Our students visited three Ecosystems; a Rock Platform, influenced by tidal inundation where they investigated the profile of the rock platform and pools. A Mangrove Ecosystem, where students took to kayaking along the creeks recording observations on the various types of mangroves, in certain areas under differing conditions. Thirdly, a Coastal Sand Dune Ecosystem where they ran a 120m transect from the beach, up over the dunes into the rain forest area, noting the change in species and conditions.
The field investigation on the three ecosystems provided the opportunity for our Year 11 students to collect a range of biotic data (pertaining to living things) about species diversity, populations and distribution. Plus abiotic data (non-living) such as surface and air temperature, wind speed, substrate (ground) composition, salinity and relative humidity to name a few.
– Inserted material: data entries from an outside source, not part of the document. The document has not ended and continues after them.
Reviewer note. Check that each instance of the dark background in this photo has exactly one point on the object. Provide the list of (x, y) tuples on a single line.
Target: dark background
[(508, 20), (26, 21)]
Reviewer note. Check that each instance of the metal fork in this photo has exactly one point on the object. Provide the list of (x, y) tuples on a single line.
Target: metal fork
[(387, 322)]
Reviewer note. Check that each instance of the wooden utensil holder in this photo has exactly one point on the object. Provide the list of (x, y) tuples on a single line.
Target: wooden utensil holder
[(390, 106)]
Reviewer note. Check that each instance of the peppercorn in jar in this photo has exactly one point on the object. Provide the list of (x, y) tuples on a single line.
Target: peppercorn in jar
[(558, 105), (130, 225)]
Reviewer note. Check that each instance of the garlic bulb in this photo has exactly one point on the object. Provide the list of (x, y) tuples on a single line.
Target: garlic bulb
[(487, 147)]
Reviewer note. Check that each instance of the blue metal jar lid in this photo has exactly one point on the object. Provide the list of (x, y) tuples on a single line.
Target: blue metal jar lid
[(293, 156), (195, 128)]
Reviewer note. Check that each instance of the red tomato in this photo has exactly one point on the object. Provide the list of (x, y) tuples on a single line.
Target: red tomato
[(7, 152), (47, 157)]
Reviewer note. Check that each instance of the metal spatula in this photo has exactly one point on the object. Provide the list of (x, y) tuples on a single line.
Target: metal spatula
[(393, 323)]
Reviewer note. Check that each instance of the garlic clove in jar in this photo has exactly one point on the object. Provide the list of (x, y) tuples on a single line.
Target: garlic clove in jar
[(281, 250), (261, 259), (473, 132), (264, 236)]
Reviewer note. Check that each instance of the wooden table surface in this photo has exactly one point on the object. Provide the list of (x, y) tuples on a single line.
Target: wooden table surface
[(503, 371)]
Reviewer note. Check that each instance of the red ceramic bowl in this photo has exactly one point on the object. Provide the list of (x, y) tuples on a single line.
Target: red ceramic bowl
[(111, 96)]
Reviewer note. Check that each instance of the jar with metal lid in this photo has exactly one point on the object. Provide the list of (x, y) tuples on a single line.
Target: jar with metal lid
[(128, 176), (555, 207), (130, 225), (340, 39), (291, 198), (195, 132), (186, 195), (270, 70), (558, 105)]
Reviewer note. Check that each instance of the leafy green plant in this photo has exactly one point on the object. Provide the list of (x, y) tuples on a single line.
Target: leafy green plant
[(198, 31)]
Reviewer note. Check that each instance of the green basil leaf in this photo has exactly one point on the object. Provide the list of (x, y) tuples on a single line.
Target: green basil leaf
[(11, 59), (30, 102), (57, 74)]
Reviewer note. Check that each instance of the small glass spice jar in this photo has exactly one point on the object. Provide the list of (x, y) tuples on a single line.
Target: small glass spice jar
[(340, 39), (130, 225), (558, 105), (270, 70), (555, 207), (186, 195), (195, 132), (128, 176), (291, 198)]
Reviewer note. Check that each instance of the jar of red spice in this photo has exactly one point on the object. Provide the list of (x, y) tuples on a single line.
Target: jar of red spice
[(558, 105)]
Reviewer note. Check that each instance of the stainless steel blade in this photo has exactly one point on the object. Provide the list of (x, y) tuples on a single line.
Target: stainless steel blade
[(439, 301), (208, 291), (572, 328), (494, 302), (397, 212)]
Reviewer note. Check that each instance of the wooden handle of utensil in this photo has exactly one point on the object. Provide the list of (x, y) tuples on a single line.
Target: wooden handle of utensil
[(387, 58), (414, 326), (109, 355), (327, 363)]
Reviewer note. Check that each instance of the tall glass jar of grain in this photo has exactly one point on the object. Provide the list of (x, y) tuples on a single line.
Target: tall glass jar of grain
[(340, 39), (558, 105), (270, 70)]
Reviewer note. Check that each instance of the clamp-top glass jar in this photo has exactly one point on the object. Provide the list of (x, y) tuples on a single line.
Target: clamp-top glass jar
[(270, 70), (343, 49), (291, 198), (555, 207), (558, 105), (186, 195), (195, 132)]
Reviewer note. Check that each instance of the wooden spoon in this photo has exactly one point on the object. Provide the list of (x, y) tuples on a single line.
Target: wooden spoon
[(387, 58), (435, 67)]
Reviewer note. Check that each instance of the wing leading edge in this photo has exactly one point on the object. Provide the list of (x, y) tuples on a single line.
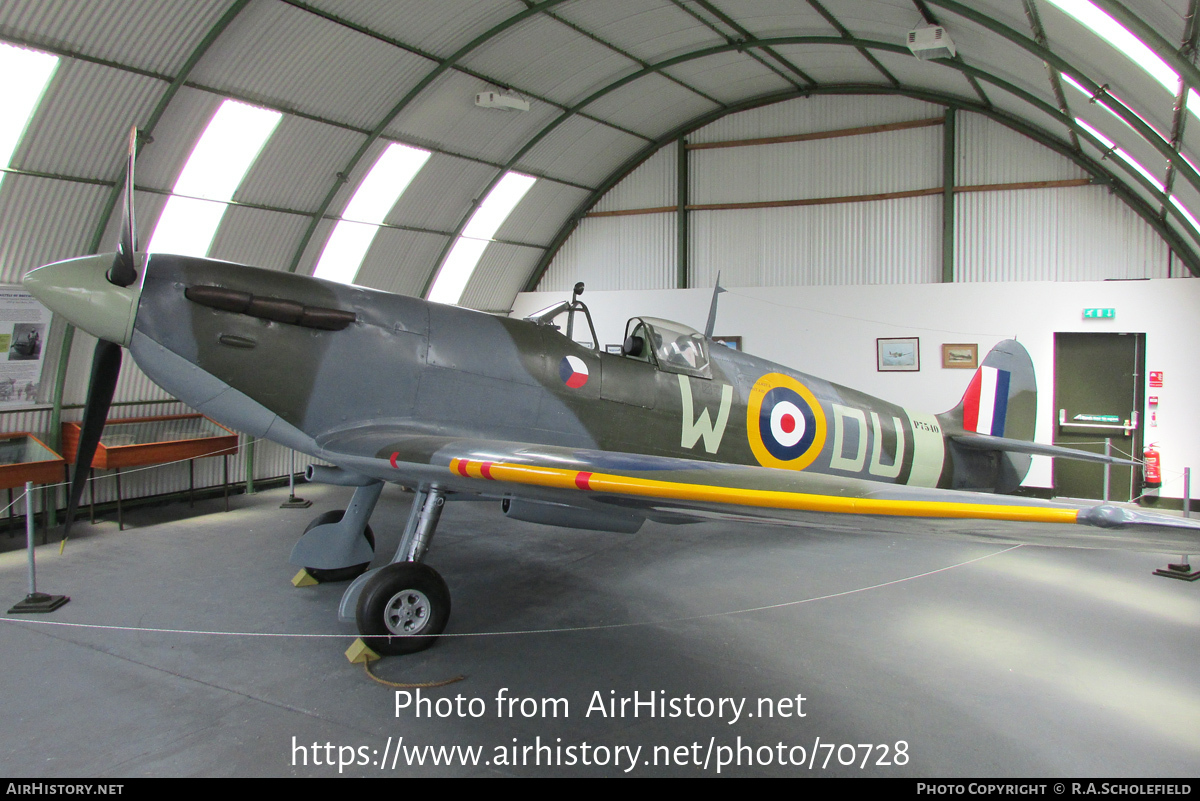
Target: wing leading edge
[(675, 489)]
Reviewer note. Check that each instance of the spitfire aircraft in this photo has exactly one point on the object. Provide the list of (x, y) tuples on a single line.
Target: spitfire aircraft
[(454, 403)]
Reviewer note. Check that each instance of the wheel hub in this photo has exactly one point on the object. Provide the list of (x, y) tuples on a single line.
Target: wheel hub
[(407, 612)]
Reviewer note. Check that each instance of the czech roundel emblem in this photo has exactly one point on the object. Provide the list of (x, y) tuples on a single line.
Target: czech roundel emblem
[(574, 372), (785, 422)]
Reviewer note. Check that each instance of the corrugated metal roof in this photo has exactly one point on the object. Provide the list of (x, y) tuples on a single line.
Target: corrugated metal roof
[(651, 106), (647, 29), (315, 61), (161, 161), (448, 112), (291, 58), (651, 186), (400, 262), (298, 164), (83, 121)]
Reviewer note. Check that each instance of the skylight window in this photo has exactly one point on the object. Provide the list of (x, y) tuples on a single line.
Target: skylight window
[(27, 73), (468, 250), (372, 200), (1120, 37), (1126, 157), (213, 173)]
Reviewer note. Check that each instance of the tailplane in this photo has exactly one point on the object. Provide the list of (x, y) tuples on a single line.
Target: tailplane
[(990, 433)]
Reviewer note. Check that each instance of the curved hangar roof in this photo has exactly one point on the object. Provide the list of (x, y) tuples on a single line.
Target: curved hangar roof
[(607, 83)]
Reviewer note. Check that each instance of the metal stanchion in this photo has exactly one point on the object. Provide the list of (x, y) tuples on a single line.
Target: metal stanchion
[(1108, 467), (1187, 492), (35, 601), (293, 501)]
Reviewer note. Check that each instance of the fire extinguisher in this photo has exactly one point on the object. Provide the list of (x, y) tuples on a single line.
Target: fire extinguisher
[(1152, 477)]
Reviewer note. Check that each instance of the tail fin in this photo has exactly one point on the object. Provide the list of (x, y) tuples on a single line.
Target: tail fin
[(988, 432), (1002, 397)]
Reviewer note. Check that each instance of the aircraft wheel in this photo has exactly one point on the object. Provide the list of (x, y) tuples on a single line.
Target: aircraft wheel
[(330, 574), (401, 607)]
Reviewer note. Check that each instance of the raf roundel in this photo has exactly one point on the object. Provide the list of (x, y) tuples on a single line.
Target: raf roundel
[(574, 372), (785, 423)]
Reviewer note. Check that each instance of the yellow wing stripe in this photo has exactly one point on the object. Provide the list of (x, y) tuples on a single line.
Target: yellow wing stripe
[(559, 479)]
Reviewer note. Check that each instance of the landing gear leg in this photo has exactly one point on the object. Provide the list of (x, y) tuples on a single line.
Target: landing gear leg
[(402, 607)]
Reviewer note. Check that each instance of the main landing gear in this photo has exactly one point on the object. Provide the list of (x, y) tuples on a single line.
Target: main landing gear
[(399, 608)]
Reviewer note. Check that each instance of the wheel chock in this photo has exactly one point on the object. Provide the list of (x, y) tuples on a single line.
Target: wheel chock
[(304, 578), (360, 651)]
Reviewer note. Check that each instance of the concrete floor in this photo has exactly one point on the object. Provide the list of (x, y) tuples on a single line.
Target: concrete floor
[(1026, 662)]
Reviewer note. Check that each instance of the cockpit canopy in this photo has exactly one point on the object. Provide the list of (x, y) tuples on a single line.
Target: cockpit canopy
[(676, 347)]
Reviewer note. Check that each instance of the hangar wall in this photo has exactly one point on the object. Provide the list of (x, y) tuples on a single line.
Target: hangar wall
[(831, 331), (1023, 212)]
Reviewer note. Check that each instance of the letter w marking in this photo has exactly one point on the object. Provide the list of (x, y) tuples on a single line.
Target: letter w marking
[(696, 427)]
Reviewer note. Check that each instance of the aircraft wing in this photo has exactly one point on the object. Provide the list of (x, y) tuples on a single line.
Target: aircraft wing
[(678, 491)]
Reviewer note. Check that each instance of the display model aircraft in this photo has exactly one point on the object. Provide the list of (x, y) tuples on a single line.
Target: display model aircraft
[(453, 403)]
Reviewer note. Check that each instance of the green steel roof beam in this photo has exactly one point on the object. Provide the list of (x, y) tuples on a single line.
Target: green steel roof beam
[(1039, 36), (1153, 40), (1065, 119), (147, 131), (1099, 92), (933, 20), (1180, 118), (1186, 251), (846, 35), (641, 62), (115, 194), (298, 113), (415, 50), (747, 36)]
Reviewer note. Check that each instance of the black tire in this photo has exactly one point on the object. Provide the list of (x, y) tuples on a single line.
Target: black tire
[(400, 602), (331, 574)]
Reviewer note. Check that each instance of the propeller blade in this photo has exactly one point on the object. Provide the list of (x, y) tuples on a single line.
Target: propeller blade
[(124, 272), (106, 366)]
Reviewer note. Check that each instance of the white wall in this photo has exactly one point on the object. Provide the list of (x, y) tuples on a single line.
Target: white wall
[(831, 331)]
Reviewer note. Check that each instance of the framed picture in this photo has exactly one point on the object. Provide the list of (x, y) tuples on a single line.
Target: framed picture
[(730, 342), (960, 355), (898, 355)]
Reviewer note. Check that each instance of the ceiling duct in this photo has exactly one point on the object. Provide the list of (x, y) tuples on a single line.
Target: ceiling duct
[(931, 42)]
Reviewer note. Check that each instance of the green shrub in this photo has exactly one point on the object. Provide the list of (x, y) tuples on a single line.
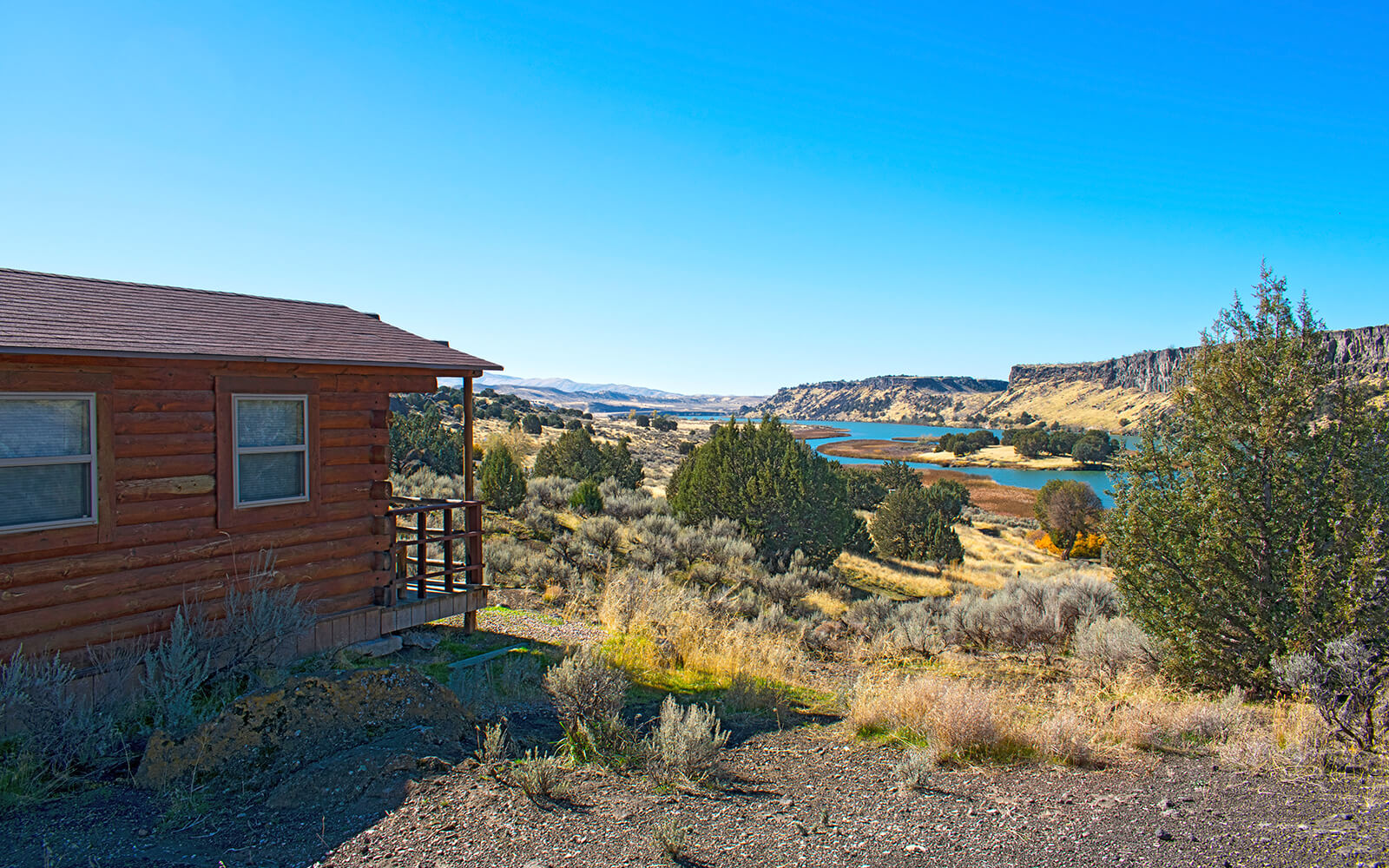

Students were essentially investigating real world examples of the theory about adaption, zonation and ecological succession that they have been learning in class.
Our Year 11 Biology students will be analysing this data and producing a report comparing the ecological processes that take place and have formed in two of the three studied ecosystems. Students are able to select which two ecosystems they wish to focus upon. Their report will be their assessment for this particular unit of work in Biology. An extremely worthwhile exercise giving our students the opportunity to investigate first hand.